Loi sur le consentement éclairé dans le fond et dans la forme
Faut-il penser, pour paraphraser Pascal, que ce qui est vérité au-delà des Alpes est erreur en deçà ? Il est clair qu’en ce qui concerne l’éducation sexuelle des petits Français et celle des petits Italiens, deux conceptions s’affrontent dans les gouvernements des deux pays. D’après le média italien RaiNews, Giuseppe Valditara, ministre de l’Éducation en Italie, a expliqué qu’« avec l'adoption définitive […] par le Sénat de la loi sur le consentement éclairé, nous protégeons les enfants de la confusion engendrée par la propagande sur le genre et donnons la parole aux parents sur les questions d'identité de genre pour leurs enfants adolescents mineurs ». Le ministre italien continue en justifiant que « ce faisant, nous appliquons la Constitution, qui garantit aux parents le droit d'éduquer leurs enfants ».

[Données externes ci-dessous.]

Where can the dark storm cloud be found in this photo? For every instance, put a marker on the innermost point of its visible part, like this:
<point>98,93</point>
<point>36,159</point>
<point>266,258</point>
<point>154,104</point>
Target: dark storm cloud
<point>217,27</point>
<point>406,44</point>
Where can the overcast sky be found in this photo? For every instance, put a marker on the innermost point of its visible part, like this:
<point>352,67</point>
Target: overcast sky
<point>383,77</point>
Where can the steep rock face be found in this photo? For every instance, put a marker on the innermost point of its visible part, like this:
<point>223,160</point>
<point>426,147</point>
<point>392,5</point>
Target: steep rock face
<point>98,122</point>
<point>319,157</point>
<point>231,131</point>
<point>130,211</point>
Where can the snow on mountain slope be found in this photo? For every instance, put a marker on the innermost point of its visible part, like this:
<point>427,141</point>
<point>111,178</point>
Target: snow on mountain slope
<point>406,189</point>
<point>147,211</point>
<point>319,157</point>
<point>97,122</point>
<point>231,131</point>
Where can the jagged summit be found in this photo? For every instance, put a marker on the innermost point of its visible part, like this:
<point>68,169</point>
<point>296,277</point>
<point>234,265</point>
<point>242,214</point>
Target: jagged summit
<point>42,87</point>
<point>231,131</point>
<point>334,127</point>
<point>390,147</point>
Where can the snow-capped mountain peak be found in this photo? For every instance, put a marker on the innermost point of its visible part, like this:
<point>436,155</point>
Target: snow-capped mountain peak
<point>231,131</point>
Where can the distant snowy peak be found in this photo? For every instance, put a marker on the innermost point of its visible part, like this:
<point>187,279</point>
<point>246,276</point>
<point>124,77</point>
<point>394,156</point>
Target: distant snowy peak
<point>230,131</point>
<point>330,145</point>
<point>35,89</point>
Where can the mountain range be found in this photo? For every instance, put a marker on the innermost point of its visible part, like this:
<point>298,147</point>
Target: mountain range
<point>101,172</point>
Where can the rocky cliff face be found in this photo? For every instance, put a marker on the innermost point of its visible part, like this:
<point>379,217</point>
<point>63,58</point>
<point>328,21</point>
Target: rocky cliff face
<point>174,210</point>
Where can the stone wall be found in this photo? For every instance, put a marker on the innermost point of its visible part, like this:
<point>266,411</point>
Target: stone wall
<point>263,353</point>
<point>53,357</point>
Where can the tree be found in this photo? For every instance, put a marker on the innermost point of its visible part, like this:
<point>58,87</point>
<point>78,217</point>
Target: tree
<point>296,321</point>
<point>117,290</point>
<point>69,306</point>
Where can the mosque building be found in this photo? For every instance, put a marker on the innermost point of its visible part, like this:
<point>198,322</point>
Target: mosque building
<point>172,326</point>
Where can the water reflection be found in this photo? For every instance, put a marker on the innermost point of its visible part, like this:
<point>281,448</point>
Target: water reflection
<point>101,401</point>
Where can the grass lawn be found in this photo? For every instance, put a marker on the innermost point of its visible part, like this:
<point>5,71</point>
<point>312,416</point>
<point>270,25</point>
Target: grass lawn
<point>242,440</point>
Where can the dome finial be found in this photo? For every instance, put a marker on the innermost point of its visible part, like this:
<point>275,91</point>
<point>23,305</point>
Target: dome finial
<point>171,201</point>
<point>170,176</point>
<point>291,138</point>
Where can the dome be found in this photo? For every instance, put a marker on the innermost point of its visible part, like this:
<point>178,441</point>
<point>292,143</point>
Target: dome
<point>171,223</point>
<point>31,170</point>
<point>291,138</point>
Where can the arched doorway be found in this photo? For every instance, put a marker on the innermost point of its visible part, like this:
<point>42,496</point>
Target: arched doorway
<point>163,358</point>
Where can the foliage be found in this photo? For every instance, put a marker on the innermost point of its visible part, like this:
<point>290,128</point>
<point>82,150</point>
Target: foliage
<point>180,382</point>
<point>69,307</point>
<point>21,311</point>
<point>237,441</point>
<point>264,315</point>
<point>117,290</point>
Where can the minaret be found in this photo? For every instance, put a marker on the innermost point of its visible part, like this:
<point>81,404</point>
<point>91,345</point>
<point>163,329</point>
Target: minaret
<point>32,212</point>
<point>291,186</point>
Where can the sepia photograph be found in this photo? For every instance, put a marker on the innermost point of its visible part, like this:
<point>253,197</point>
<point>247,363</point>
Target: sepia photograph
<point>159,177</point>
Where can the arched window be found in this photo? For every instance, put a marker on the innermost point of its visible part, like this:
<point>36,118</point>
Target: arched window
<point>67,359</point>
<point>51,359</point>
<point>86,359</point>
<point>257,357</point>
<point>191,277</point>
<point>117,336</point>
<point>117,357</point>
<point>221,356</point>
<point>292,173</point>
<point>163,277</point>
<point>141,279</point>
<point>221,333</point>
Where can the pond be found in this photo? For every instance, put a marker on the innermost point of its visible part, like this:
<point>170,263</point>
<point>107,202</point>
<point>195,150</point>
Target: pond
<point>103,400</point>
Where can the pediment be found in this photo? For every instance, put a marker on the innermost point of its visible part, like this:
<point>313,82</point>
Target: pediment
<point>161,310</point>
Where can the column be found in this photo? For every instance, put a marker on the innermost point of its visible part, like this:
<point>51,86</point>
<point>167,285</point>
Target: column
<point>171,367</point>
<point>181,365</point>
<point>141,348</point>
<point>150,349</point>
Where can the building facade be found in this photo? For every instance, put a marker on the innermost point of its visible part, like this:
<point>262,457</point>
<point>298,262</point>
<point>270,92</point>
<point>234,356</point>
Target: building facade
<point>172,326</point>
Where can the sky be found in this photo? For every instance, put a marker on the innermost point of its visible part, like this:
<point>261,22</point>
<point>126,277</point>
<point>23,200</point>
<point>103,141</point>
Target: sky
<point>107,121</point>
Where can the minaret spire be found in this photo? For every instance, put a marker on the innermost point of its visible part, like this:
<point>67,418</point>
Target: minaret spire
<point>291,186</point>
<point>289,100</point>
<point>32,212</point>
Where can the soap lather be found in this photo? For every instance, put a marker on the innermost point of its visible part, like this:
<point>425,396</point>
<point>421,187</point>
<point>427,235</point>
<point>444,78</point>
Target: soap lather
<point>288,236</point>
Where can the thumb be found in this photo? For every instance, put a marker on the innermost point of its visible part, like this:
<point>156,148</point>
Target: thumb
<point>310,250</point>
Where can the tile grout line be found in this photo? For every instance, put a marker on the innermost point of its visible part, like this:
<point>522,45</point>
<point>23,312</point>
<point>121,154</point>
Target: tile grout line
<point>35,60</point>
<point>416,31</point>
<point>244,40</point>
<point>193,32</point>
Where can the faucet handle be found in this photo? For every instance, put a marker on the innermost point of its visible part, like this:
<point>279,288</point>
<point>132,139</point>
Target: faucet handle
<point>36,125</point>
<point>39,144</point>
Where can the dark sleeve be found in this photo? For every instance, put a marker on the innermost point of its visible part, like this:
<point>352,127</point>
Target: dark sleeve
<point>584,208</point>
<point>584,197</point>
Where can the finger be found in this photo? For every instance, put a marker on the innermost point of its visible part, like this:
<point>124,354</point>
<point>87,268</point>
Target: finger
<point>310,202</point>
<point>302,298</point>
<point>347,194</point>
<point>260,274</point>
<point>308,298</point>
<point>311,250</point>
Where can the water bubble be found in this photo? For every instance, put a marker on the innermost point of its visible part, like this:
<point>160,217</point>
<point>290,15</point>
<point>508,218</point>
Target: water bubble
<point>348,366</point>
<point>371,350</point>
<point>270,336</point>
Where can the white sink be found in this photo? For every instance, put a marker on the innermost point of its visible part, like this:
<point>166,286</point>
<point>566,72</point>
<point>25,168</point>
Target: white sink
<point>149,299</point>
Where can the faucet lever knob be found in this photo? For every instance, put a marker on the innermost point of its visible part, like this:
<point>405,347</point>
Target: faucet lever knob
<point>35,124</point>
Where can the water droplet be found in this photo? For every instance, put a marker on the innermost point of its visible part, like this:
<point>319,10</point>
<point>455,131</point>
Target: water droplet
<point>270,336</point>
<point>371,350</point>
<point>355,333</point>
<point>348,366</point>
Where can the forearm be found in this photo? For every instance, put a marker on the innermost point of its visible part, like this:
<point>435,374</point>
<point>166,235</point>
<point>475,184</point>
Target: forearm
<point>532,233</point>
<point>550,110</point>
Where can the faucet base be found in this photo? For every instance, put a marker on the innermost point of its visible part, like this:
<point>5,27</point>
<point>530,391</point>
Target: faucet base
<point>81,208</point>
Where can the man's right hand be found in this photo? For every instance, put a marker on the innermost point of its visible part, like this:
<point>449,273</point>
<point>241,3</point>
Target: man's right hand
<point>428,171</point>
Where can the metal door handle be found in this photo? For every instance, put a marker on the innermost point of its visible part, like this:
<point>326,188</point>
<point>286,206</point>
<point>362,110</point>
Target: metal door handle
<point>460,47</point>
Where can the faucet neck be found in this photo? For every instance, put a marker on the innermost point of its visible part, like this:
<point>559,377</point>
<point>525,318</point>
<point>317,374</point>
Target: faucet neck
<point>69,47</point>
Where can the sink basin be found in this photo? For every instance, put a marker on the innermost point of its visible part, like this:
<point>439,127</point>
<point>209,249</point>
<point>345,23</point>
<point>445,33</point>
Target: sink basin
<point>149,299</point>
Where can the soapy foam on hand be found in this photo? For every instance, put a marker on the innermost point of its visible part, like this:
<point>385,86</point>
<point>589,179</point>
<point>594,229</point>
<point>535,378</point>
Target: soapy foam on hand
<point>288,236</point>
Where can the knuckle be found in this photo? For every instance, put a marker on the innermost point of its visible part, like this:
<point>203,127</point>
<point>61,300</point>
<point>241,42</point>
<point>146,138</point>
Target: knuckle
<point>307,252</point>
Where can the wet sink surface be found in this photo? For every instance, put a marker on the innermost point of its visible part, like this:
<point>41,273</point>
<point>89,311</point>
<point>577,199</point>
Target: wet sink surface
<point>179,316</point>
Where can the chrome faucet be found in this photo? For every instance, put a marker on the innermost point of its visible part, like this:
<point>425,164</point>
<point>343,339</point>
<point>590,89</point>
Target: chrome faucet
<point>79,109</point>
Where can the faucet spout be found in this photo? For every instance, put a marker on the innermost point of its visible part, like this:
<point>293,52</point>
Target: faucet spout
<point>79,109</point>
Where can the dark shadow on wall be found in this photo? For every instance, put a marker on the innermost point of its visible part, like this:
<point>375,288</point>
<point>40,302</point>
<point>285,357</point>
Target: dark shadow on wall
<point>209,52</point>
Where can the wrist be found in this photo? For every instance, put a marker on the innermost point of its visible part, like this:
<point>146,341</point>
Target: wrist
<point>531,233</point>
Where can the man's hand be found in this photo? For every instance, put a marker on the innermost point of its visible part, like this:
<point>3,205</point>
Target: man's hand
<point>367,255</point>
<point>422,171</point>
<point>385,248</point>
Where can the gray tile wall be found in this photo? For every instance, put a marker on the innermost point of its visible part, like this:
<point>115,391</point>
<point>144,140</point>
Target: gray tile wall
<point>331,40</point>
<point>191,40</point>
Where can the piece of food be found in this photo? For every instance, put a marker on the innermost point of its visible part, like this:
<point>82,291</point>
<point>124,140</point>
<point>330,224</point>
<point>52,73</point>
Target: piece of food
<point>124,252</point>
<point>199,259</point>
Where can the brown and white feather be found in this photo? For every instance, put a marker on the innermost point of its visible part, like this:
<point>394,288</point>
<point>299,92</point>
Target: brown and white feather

Reuters, de son côté, s’empresse de préciser que « les termes "théorie du genre" ou "propagande de genre" sont souvent utilisés par les conservateurs pour discréditer les études universitaires ou politiques qui remettent en cause les notions traditionnelles de masculinité et de féminité ou qui affirment que les identités de genre ne sont pas figées ». D’une part, il s’agit donc, sur le fond, de lutter contre « la propagande sur le genre » et, d’autre part, sur la forme, de rendre aux parents leur juste place dans l’éducation de leurs enfants.
Deux conceptions opposées
Et c'est bien sur ces deux points que la France a fait des choix proprement contraires. En France, comme EVARS fait partie de l’enseignement obligatoire depuis la rentrée 2025, les parents ne peuvent pas s’opposer à la dispense de ces cours d’éducation sexuelle : « L’éducation à la sexualité (éduquer à la vie affective et relationnelle à l’école maternelle et à l’école élémentaire ; éduquer à la vie affective et relationnelle, et à la sexualité au collège et au lycée) est une obligation légale et ne permet pas de dispense » précise, entre autres, éduscol, qui s’appuie sur la Convention européenne des droits de l’homme pour justifier cette obligation. On peut lire, en effet, que « lorsque le droit des parents au respect de leurs opinions entre en conflit avec le droit de l’enfant à l’instruction (article 2 du protocole n° 1 de la CEDH), l’intérêt de l’enfant prime ». Et, en France, manifestement, l’intérêt de l’enfant prime quand il est question de « lutter contre les discriminations : sensibiliser aux stéréotypes, notamment de genre […] », comme le précise l'un des quatre objectifs du programme au second degré.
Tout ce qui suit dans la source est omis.